We all have heard this phrase time and time again: Runners get a natural high after a good long run.

Before I started this insanity, I knew this was true...sorta. Once I began running though, my friends and family realized that my attitude towards everything had changed drastically. I no longer stressed about the "little things." I even had someone say to me last week that they wanted to get to know me better because: I am a runner and just assumed that I would be more laid back than most people. Yes, I know what you are thinking. The Lindsey a few years ago would NEVER have had someone tell her that she is "more laid back than most people"...just ask my family, the Needhams and my college girls.

I originally wanted to attribute this change to my experiences with fellow DFMC'ers. All of them are so relaxed, so genuine, so selfless and so normal. Yes, I said it, I called you guys normal....don't try milking it beyond that.

The pinnacle of this realization, to me, probably was the passing of my Auntie Nancy. All of these little issues that I face are not necessarily "stresses", but rather - life. When I'm stressed about my summer job search, or about keeping up with daily class assignments, or about meeting "Mr. Right" (which, let's face it, has involved quite a bit of searching), or about where I am going to be living after I graduate law school, or if I will ever pay off my debt with my career in public interest law, I realize that for the most part, I will get through all of it. Everyone else around me is facing similar, if not greater, problems.

Another reason why my attitude has changed is because of all the endorphins I produce during the course of any given long run. The science behind all of this confuses me, though. Fortunately, my friend Jeff found an article in the NY Times today that discusses this phenomenon in more detail. His favorite line was: “You could really see the difference after two hours of running. You could see it in their faces.” This is cute, and true for the most part.
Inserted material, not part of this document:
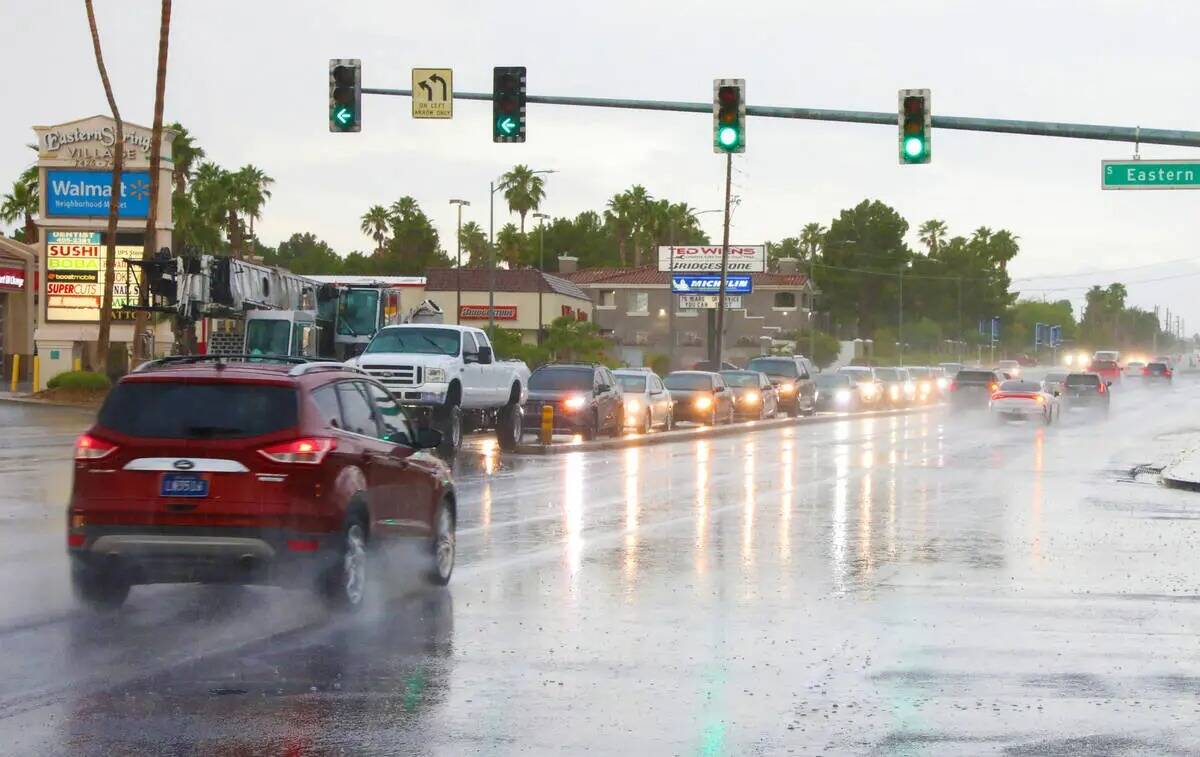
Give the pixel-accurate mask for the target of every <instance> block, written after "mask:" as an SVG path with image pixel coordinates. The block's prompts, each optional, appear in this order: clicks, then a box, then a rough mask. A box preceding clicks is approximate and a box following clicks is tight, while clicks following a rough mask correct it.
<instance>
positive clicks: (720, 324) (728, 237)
mask: <svg viewBox="0 0 1200 757" xmlns="http://www.w3.org/2000/svg"><path fill="white" fill-rule="evenodd" d="M732 179H733V154H732V152H726V154H725V232H724V233H722V235H721V289H720V294H718V295H716V338H715V340H714V341H713V343H714V346H715V348H714V352H715V353H716V354H715V355H713V370H714V371H720V370H721V353H722V350H724V349H725V281H726V277H727V276H728V272H730V187H731V186H732Z"/></svg>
My favorite line was: "her runner’s high came at the end of a marathon, and it was paired with such volatile emotions that the sight of a puppy had the power to make her weep."

There is a 100% chance that the endorphins I release will generate an effect like this one. I may have calmed down a bit on the Spaz-O-Meter scale ever since I started running, but I am still uber emo Lindsey (wicked emotional for those who don't get my lingo) and would probably cry at the sight of anything fabulous at the finish line on April 21st.

And you all wonder why I am SOO addicted :)

On another note - a shoutout to one of my Buttercups for her donation today! My friend Jess' donation got us to the $7,500 mark! My other Buttercup, Robin, already donated (as did her amazing bf AP!). Thank you to the Buttercups, and everyone else who have already donated...did I mention that we have 100+ donors so far? AMAZING!